In order for this to be acceptable, it should be part of a documented procedure. This serves to explain the reason for the behavior as well as to preclude any accusations of impropriety.

Documents are generally approved when signed off or otherwise finalized, so this would also establish official approval of the practice.

Better Idea...

If there are actions which must be performed with the user's credentials, it is preferable to automate the process. The automation can take the form of a script, a setup wizard, or a self-service portal---whatever the organization prefers.

This provides multiple benefits:

First, the user interaction is minimized to prevent misconfiguration. Second, administrator "touch time" is reduced. Third, the configuration will not suffer from human errors or inconsistency between deployments. And, finally, your concerns about account use will be eliminated.

Caveats

There are additional skills required for automation (compared to manual installation), and your organization may not have those skills. Some platforms are difficult to automate, although this is less of a problem than it used to be. Or, the company simply may not understand the benefits of automation.

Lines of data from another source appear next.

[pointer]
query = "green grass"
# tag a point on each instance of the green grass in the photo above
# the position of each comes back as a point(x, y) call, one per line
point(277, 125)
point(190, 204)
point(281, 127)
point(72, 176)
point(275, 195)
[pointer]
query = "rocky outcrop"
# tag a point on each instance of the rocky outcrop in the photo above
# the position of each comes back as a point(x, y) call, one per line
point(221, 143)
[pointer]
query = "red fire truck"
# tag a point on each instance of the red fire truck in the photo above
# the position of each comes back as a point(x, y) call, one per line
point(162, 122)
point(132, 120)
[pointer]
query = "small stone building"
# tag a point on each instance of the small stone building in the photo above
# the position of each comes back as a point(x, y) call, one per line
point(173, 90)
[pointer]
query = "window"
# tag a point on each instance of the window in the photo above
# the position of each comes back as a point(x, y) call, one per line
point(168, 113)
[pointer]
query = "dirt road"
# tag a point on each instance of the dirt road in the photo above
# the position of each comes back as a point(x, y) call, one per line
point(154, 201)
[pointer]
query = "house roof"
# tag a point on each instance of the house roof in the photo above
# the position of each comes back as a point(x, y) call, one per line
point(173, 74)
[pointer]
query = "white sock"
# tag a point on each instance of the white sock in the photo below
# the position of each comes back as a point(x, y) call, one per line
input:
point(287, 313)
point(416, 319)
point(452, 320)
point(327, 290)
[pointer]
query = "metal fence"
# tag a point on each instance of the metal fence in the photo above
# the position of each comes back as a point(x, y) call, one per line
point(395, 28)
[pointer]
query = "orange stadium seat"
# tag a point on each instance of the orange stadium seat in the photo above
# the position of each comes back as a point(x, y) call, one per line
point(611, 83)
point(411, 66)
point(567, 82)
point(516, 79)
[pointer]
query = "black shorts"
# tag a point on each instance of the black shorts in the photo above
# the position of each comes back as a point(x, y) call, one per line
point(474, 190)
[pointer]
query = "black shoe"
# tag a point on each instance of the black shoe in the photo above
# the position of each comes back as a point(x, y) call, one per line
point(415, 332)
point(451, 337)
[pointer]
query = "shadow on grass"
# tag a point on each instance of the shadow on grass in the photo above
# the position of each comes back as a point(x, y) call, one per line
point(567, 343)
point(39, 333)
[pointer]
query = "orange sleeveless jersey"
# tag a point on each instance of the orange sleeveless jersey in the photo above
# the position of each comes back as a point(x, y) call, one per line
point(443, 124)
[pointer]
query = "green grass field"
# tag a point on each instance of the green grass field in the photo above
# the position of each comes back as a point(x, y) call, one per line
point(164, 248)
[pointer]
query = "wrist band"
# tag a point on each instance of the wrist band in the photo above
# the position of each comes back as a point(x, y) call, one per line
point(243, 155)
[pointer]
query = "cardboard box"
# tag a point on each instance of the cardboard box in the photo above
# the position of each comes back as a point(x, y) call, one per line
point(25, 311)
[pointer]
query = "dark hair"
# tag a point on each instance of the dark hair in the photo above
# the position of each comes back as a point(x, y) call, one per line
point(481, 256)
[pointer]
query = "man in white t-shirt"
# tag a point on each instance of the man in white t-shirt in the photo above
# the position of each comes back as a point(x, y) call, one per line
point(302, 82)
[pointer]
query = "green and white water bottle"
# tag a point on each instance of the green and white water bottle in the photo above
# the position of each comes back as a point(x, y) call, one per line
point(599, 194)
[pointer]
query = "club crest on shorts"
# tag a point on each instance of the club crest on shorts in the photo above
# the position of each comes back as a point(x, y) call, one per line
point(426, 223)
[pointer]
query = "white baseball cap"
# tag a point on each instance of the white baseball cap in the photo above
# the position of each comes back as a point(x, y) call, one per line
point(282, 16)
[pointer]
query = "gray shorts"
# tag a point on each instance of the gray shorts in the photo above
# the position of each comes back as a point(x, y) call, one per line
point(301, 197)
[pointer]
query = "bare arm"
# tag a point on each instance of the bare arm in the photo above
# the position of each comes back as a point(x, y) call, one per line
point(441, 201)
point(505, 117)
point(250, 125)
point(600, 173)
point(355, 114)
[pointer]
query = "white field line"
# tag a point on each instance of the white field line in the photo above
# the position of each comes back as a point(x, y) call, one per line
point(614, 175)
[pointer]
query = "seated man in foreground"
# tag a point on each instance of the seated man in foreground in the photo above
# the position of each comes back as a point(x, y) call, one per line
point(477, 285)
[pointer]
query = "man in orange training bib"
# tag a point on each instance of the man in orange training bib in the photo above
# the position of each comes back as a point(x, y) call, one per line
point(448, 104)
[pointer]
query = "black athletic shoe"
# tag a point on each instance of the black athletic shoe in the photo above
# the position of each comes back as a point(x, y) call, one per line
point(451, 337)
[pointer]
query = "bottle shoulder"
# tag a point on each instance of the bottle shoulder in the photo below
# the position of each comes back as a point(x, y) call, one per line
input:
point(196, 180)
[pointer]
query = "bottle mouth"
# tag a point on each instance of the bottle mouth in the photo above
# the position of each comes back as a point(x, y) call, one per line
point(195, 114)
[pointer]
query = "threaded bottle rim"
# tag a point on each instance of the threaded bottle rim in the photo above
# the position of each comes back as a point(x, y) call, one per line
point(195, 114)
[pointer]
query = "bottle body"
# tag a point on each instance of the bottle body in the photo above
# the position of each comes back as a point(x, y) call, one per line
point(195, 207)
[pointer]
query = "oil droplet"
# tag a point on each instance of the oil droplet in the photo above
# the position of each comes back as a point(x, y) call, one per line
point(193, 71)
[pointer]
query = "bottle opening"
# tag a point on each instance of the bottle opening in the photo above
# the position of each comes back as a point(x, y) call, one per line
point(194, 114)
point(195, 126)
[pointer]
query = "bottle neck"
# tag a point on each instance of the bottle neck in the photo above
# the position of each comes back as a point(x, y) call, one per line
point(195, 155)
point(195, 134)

I'm going to approach this question from a different direction.

Your question is based on the assumption that the account is the responsibility and/or property of the new user at the moment it is created, but that's not really true.

When the account is created, it belongs to the IT department, not to the user.

The initial setup you describe is happening before the new user takes possession of the account.

The fact that the account has the new user's name on it doesn't change this. The admin could create an account for Donald Duck, and then later change the name to that of the new user.

The user only takes possession of the account and becomes responsible for it when they log in and assign their own password. That's the hand-off of the account.

Suppose you order a pizza for delivery. The shop writes your name down and starts cooking the pizza. They could put the wrong toppings on it, or burn it, or drop it. Is this a security concern, because they have access to your pizza? No, because it's not your pizza yet. It hasn't been handed over to you. If the shop makes a mistake, they are responsible for correcting it.

Once you have paid for it and taken delivery, it becomes your responsibility. If you drop it, or throw it at your neighbor, the pizza shop is not responsible.

Regarding email concerns, if email is present in the account before the user's first login, it doesn't matter, because it's not his email yet. Email isn't secure anyway, it's easily viewed by any number of people. Also, in most jurisdictions, corporate email is the property of the company, not the individual.